その身体の発する変化を、抱きしめているキッドに気付かれまいかと、そんな事が頭の中を支配し始める。

「新一……」

そっと耳元で囁く声。



(こいつ……わざとやってやがる………!)



そう思いつつも、耳が熱くなるのを止められない。

意識すればするほど、身体全体が熱くなって。
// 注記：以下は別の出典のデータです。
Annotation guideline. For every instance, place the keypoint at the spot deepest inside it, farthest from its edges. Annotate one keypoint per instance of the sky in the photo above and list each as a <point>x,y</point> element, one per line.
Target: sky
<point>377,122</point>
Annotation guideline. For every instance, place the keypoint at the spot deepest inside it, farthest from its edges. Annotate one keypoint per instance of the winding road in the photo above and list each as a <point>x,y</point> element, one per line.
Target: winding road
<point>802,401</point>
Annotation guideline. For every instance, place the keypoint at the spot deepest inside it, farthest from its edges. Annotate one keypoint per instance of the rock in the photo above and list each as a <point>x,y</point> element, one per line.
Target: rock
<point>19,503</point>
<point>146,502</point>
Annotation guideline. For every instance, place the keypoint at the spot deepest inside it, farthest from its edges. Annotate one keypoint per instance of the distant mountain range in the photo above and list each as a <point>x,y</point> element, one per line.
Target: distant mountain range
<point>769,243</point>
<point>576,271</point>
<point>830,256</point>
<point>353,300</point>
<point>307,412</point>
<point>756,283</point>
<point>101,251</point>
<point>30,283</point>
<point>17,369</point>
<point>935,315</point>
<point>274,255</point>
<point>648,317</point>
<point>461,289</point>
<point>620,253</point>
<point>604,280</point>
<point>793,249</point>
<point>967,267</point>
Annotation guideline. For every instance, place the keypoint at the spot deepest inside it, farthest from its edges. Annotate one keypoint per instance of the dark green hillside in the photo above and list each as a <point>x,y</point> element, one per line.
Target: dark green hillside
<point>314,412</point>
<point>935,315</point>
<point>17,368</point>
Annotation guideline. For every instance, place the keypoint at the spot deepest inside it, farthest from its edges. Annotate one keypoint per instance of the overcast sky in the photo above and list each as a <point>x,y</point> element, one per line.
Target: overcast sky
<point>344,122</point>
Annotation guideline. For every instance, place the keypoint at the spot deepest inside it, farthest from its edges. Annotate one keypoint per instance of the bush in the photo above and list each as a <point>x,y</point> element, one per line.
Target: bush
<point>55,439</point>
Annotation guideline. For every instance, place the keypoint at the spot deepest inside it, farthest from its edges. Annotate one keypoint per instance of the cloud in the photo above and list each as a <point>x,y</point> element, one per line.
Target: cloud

……自分では、もうどうしようもないほどに。

絡めた指から送られてくるのは、甘い官能にも似て……どうしてこうなったのか分からずに、新一はただ頭を振った。


なのに相手はそんな新一の心に追い打ちをかけるように、静かに、優しく、甘い言葉を告げる。




「好きだよ、新一────愛してる」




「────え?」


新一は、両目をこれ以上はないくらい大きく見開いて、キッドを見つめた。

その瞳が告げるのは、驚愕以外の何物でもなくて。


そんな新一の表情に、キッドも少し躊躇いを見せた。


キッドが告げた言葉は、それほど新一を驚かせたのだろうか。

そうとは気付かずに性急な物言いだったのかと、キッドは拘束していたその身体をそっと離した。

と、驚いたことに彼はまるで支えをなくした人形のように、その場に崩れ落ちかけた。

慌てて、手を伸ばしたキッドだったが、結局2人とも冷たいコンクリートの地面にしゃがみ込む形となった。





「新一………俺の言った言葉、迷惑だったのか?」



珍しく、キッドにしては非常に珍しく自信のない声に、新一はゆるゆると顔を上げる。


「め…迷惑……って?」


意味が解らない、と言う風に怪訝な表情でキッドを見つめる。

そんな新一の表情に、キッドは小さく溜息をつく。


「…………悪い。少し先走り過ぎた」


錯覚したのかも知れない。


新一も己と同じ気持ちでいてくれていたと───。


「俺が行く所に必ずお前がいて………俺に逢いに来てくれてる気がしてた」

「キッド……?」

「何か、宝石も大切だけど……お前に逢いたくて」

何時の時からか、新一に逢う為に予告状を書いている自分に気付いた。

あの名探偵に逢いたくて。キッドが暗号めいた予告状を出せば、絶対にやって来るから……。

それが、新一に逢える唯一の手段。

「予告状出す度に、お前のコト考えていた」

今度の予告状は、どれくらいの時間、お前を悩ませるだろうか。

謎を解いたら、待っていてくれるだろうか。


「待って……って」

「何時も待っていてくれてた。一番確実な逃走ルートの先に……お前は居た」

動きが読まれていたのが悔しかったのは、始めのうちだけ。

回を重ねる毎に、─────居てくれなければ安心出来なくなった。

追われる者と追う者の……短い逢瀬。そんな風に考えるようになったのは、何時からだろう。


もう数え切れないほど、2人は対峙していた。


「クリスマス・イヴに欲しかったのは宝石じゃない─────ただ、お前に逢いたかっただけ」

『聖夜の雫』……あのダイヤが『パンドラ』でない事は、端から承知の上だった。

盗むつもりのない事も……。

「盗むつもり……なかった………?」

小さな声で新一が尋ねると、キッドは頷く。











長くも短い沈黙の後、言葉を発したのは、新一だった。

「───迷惑だ」

その間、考えていたのは、何だったのか。

「迷惑かけんな………………警察に」

「…………新一…?」

揺らぐ瞳で見つめるキッドの頬を新一の掌が触れた。

「逢いたかったら、直接俺の家に来ればいい……」

住所、知ってんだろ?

ただ、逢いたいだけなら、罪を犯す必要なんてない。


「こんな風にしか逢えないのは俺も辛い………から」


『怪盗キッド』は、世間を騒がせ、探偵である新一の自尊心を少なからず傷つけた人物ではあったけど、……だからと言って、憎しみを抱くような相手ではなかった。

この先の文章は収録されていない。